An Eclectic Mind: MA in Interdisciplinary Studies Grad Uses His Degree to Teach College Classes in Diverse Areas

Jon Weiss (M.A. '21) has relied on his graduate education while teaching courses in English, History and Computer Literacy.

© Western New Mexico University

When Jon Weiss (MA ’21) found the Master of Arts program in Interdisciplinary Studies at Western New Mexico University, he did not just find it serendipitous. Said Weiss, “I read the description [of the program], and I thought, ‘That can’t be right. That’s too close to what I want. I must be reading something incorrectly,’ It didn’t seem possible that there was something that put together … what I was interested in doing.”

What Weiss was interested in doing was getting a degree that would allow him to explore his diverse interests. Having worked for many years as a mediator in Chicago and not ready for retirement, Weiss explored work in information technologies, tutoring, and teaching high school before deciding he wanted to go to graduate school. He had already earned bachelor’s degrees in Political Science and Information Technology and taken numerous science classes, and he was ready for a new challenge. After finding the MA program in Interdisciplinary Studies at WNMU, Weiss immediately applied and started taking classes remotely from his home base of Fort Lauderdale, FL. “It turned out to be exactly what I wanted,” he said.

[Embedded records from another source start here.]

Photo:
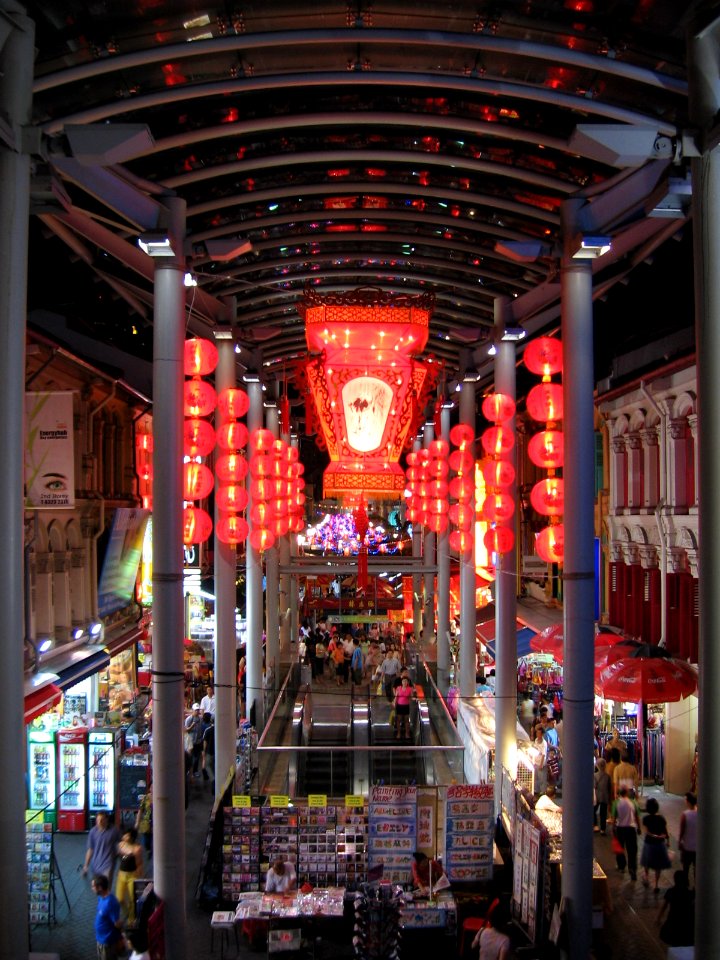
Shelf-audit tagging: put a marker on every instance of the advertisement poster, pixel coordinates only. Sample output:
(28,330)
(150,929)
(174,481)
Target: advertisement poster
(469,831)
(392,831)
(49,453)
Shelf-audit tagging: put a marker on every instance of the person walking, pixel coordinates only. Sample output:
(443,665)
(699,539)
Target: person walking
(654,854)
(129,867)
(101,849)
(687,837)
(108,935)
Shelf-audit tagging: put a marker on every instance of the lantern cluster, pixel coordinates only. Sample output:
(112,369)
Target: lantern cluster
(498,507)
(199,402)
(143,467)
(231,467)
(427,486)
(461,488)
(276,486)
(545,404)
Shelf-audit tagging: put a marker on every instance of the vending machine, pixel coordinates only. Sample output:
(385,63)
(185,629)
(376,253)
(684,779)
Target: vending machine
(41,771)
(103,755)
(72,765)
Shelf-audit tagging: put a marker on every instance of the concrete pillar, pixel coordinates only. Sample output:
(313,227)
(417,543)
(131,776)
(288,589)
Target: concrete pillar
(168,607)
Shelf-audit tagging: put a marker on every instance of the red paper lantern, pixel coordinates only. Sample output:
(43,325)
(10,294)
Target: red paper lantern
(197,525)
(461,435)
(200,357)
(198,481)
(232,529)
(262,539)
(544,402)
(550,543)
(545,449)
(544,356)
(231,497)
(499,539)
(198,438)
(498,473)
(498,407)
(232,435)
(548,497)
(497,441)
(233,403)
(199,398)
(231,468)
(460,541)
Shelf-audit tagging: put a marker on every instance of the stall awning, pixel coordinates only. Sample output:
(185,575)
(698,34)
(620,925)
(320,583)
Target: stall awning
(485,632)
(41,700)
(79,664)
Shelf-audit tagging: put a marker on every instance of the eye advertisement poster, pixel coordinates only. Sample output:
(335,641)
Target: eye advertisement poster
(49,452)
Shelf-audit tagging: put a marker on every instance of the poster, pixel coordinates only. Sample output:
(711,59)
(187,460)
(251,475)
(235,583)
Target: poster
(469,831)
(49,451)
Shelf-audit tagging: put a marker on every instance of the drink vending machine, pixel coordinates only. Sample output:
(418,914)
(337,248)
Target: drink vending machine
(103,756)
(41,771)
(72,764)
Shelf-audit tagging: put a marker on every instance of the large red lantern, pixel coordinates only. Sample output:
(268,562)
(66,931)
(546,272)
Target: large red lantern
(545,449)
(497,441)
(544,402)
(197,525)
(232,529)
(233,403)
(198,481)
(232,435)
(200,357)
(231,468)
(498,407)
(548,497)
(550,543)
(231,497)
(499,539)
(543,356)
(198,438)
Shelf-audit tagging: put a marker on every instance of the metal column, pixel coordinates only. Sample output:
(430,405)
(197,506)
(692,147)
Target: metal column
(16,76)
(168,608)
(579,580)
(704,76)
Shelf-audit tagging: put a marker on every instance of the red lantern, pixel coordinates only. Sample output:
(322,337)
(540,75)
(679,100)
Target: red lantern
(460,541)
(200,357)
(499,539)
(545,449)
(498,407)
(232,435)
(544,356)
(548,497)
(544,402)
(262,539)
(197,481)
(498,507)
(197,525)
(199,398)
(198,438)
(231,497)
(232,529)
(498,473)
(233,403)
(231,468)
(550,543)
(497,441)
(462,434)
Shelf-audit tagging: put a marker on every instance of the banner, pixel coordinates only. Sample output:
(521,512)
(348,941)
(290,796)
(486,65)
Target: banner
(49,453)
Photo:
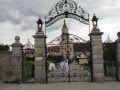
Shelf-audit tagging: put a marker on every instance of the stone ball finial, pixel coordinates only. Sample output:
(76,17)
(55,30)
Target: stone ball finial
(17,38)
(118,34)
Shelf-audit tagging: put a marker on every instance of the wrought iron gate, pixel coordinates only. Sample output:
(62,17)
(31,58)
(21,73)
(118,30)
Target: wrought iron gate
(76,69)
(110,62)
(28,63)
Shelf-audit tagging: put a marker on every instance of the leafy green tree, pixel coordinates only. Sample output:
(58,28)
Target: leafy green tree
(4,47)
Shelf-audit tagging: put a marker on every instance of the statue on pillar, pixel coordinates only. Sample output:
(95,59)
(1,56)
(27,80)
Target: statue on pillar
(39,24)
(94,21)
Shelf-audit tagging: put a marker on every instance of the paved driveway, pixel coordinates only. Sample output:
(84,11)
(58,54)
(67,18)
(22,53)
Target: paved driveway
(63,86)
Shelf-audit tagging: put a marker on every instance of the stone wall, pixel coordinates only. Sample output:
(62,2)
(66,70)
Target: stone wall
(5,67)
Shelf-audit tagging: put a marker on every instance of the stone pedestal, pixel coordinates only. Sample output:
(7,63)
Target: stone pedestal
(118,55)
(97,55)
(40,41)
(16,62)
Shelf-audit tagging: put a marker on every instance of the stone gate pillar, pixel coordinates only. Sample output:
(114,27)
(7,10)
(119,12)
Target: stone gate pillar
(118,55)
(40,41)
(97,55)
(16,62)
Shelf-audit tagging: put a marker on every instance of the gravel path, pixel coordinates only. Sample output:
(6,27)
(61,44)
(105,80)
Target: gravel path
(63,86)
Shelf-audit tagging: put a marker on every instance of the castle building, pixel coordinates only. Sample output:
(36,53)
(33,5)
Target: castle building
(69,45)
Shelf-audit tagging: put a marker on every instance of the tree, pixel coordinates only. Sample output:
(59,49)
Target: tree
(4,47)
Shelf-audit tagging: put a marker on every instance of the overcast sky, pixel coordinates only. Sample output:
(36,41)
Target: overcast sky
(18,17)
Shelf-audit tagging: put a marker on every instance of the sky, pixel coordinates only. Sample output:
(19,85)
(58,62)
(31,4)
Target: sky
(18,18)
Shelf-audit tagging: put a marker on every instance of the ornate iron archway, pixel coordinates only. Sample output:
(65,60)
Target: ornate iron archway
(66,9)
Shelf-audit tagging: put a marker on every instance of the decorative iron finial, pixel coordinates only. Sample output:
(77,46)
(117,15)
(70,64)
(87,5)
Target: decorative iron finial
(94,21)
(39,24)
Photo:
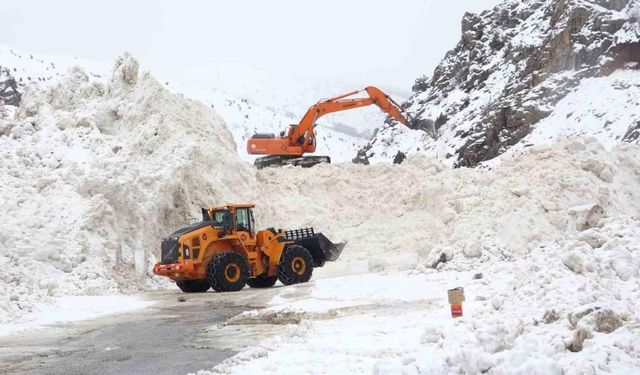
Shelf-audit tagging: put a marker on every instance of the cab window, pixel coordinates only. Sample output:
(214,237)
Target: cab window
(242,220)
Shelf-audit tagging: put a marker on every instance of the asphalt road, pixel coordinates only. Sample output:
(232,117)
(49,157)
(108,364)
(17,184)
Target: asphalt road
(169,337)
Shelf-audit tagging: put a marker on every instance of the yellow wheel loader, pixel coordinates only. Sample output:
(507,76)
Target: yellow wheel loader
(225,252)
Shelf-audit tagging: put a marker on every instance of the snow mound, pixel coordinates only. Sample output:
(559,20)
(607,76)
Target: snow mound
(396,217)
(94,173)
(528,314)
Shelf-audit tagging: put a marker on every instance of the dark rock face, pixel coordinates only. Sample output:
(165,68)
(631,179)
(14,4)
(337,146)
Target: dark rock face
(9,93)
(511,66)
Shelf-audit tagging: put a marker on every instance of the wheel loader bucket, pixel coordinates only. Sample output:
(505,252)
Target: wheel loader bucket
(320,247)
(331,251)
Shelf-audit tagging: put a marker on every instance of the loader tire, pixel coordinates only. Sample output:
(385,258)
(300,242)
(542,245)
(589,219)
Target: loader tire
(228,272)
(262,282)
(193,286)
(296,265)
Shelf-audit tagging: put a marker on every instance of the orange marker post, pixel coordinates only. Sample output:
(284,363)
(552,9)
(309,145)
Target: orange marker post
(456,297)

Through WNMU, Weiss put together a program that brought together History, English and Information Technology. His focus was inspired by a class taught by Professor of English Deborah Heller in which he read Mary Shelley’s classic novel “Frankenstein” in historical context. “When I read Mary Shelley’s “Frankenstein” in her class, I realized that [Shelley] was actually writing about AI.” Frankenstein’s creation “had a more human form than the kind of AI we talk about today,” said Weiss, “but nevertheless, it had a consciousness, it was capable of understanding and taking information and applying it.” This realization helped Weiss to see how his different interests fit together. “You have to be able to look at everything historically to understand where technology is today and where it’s going,” he said, “But you also have to have the skills to research and write about it, to communicate effectively, if you are going to make a difference.”

Since graduating from WNMU in 2021, Weiss has been teaching at the college level. So far, he has had opportunities to teach English Composition, English Literature and Computer Literacy courses, and this fall he is also teaching American History at Broward College, putting to use all three of the concentrations he studied in his graduate program.

“I am not surprised by Jon’s wide-ranging success,” said Heller, “since in the many courses he took from me he always had the uncanny ability to seek out rewarding aspects of texts—sometimes very subtle things—that appealed to him personally and fired up his passion for reading. It might be the meaning of music in an Ian McEwan novel or the sound of a narrator’s voice in an Audible recording of a William Maxwell novel. He would detect something deep and ferret it out as a natural part of his intuitive reading process. When Jon graduated, and book reading turned into real life, he continued to venture out and find these wonderful opportunities, here and there, where he felt he might be of use to students and be able to develop himself further.”

“I learn by reading,” said Weiss, “I read in order to understand and make sense of my own experiences. [Reading] in that guided format that graduate school will give you, really helped me to think more deeply, in a focused way, about where I wanted to go.”